How I'm finally embracing my slow 🐢
Subscribe to the Sunday Soother here.
Happy Sunday, Soothers. I have decided to just claim: I am a person who processes the world and moves through it slowly. I make decisions slowly. I need all the time in the world both in larger decisions and in the day to day (like, three hours each morning to do my own thing sort of time). I do best when I have nearly nothing to do in a given day. Slow.
Slow seems to be the way that works best for me, despite my best efforts.
Perhaps there's a reason I randomly chose a turtle a few years ago as my sign from the universe.
Slow like...
I was friends with AJ for three years before I worked up the courage to admit my feelings to him.
I thought about becoming an entrepreneur for two years before doing anything about it, then took another two years to make the leap.
Buying my condo was a process that took me about 2-3 years to steady and ready myself for, financially, emotionally and psychologically, and now that I'm ready to buy a house, it is a process that seems to be taking me another 2-3 years (I started thinking about it and desiring in 2020).
I need days to recover after travel.
I have to take long walks each day, for like, an hour or two. I wake up around 7am or so in the mornings and I'm nowhere near ready to see people or sit down and do work until 11.
For so long I've hidden this slowness, shamed it internally, and presented a face to the world of somebody who did All The Things, All The Time, and Really Fast. Taking on way more at work than I could handle, but nobody would have suspected (both in my corporate career and in my current self-employed life coach business). Running marathons. Packing in a lot socially. Handling a lot emotionally. Reading all the books. Doing all the self-care. Taking on Doing as an identity, as a badge of pride, and Speed as another medal to hang around my neck.
It's only in the last couple of years, since I entered my 40s, that I started to question if I was truly like this or if this was an adapted identity, a mix of nature, nurture, trauma, white supremacy (who prizes urgency as a cultural tenet) and ultimately speed and doing a lot as a method of safety, of proving myself, of never being left behind.
What if instead I could start to see my slowness as a feature, not a bug? As a path forward to reclamation to wholeness, to the work I'm meant to do in the world? As part of the way I'm actually designed?
I started to wonder if I could see the good side to slowness. If I could look at slowness like sweet honey.
Some examples of how slowness has been great in my life, or things that are even better when they're slow, BECAUSE they're slow:
My mastermind for sensitive women, Soothe, is a year long. In a world that prizes fast track transformations, I decided my first group coaching program would be literally 12 months.
Slow cooked meals.
Babbling brooks and lazy rivers.
Rambling walks.
Long and pointless meandering conversations.
Books you start reading and seem to take you months to finish but you don't necessarily mind.
Doing less and less in my business even though it terrified me at first and I thought I would for sure be on the path to failure, but now I mostly take Fridays off regularly, which still sometimes feels very wrong to me.
I've talked a lot about parts work/Internal Family Systems styles of self work and healing, which have been very powerful for me.

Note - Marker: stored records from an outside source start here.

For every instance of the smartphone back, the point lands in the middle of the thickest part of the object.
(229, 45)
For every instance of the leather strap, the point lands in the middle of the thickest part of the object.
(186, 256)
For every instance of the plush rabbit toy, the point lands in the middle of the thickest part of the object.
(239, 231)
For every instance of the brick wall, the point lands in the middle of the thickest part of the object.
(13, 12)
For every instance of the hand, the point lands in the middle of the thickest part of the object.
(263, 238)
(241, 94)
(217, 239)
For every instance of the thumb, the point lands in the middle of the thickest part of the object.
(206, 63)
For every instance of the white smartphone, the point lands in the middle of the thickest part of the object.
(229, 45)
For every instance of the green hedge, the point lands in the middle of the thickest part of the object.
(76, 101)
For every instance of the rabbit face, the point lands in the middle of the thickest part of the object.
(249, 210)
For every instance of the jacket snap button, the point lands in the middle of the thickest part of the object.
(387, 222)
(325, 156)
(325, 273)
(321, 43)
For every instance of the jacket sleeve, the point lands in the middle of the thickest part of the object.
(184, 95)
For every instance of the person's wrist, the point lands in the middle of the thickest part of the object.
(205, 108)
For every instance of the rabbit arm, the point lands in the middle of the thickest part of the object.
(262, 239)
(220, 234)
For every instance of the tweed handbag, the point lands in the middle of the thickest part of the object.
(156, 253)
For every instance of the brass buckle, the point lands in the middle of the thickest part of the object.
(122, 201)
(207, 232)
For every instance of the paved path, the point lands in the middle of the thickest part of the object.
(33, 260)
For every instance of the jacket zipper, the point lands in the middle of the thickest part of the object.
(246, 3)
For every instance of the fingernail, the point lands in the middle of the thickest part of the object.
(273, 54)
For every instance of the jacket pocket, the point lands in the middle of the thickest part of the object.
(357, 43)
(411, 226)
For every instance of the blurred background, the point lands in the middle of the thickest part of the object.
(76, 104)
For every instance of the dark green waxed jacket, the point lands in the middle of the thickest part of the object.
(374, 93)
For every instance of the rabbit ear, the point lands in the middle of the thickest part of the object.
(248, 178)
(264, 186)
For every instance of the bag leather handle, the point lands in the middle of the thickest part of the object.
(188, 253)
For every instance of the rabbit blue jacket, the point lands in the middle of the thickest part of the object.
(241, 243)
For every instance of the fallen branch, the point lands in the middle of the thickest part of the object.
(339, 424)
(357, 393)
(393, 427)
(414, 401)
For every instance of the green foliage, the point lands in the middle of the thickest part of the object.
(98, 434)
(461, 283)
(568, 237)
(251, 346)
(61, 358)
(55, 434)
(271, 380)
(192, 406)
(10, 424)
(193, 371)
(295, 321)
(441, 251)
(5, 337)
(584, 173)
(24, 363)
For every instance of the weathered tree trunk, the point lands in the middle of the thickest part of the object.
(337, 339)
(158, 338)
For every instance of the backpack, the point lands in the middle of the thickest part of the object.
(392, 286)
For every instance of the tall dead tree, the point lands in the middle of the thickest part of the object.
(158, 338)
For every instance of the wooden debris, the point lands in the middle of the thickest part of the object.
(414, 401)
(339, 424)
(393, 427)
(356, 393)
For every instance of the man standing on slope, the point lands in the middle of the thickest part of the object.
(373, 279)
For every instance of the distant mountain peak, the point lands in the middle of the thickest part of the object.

I often have an overwhelming amount of parts, like my Queen of Shoulds that I wrote about last week, who wield a variety of clipboards, timers, and whistles around their neck. They're my managers and protectors; they keep me safe by keeping me going fast, doing everything ahead of time, and fitting as much in as possible as quick as possible.
One recent session I was doing some parts work and one of these parts got activated. She was talking to another part, harried, worried about all she had to do, and generally freaking out.
"What if I slow down permanently," she fretted. "I have to keep going fast. It's all I know."
Suddenly, as often happens to me in parts work, I was transported to a vision in my mind's eye of this part, sitting with Self, as the highest version of you in parts work is often called, on a beach.
My Self put her arm around the part that wanted to go fast, and said, "The only thing is, when you go too fast, you'll miss all this."
We spent the next several moments just sitting and watching the waves crash on the beach.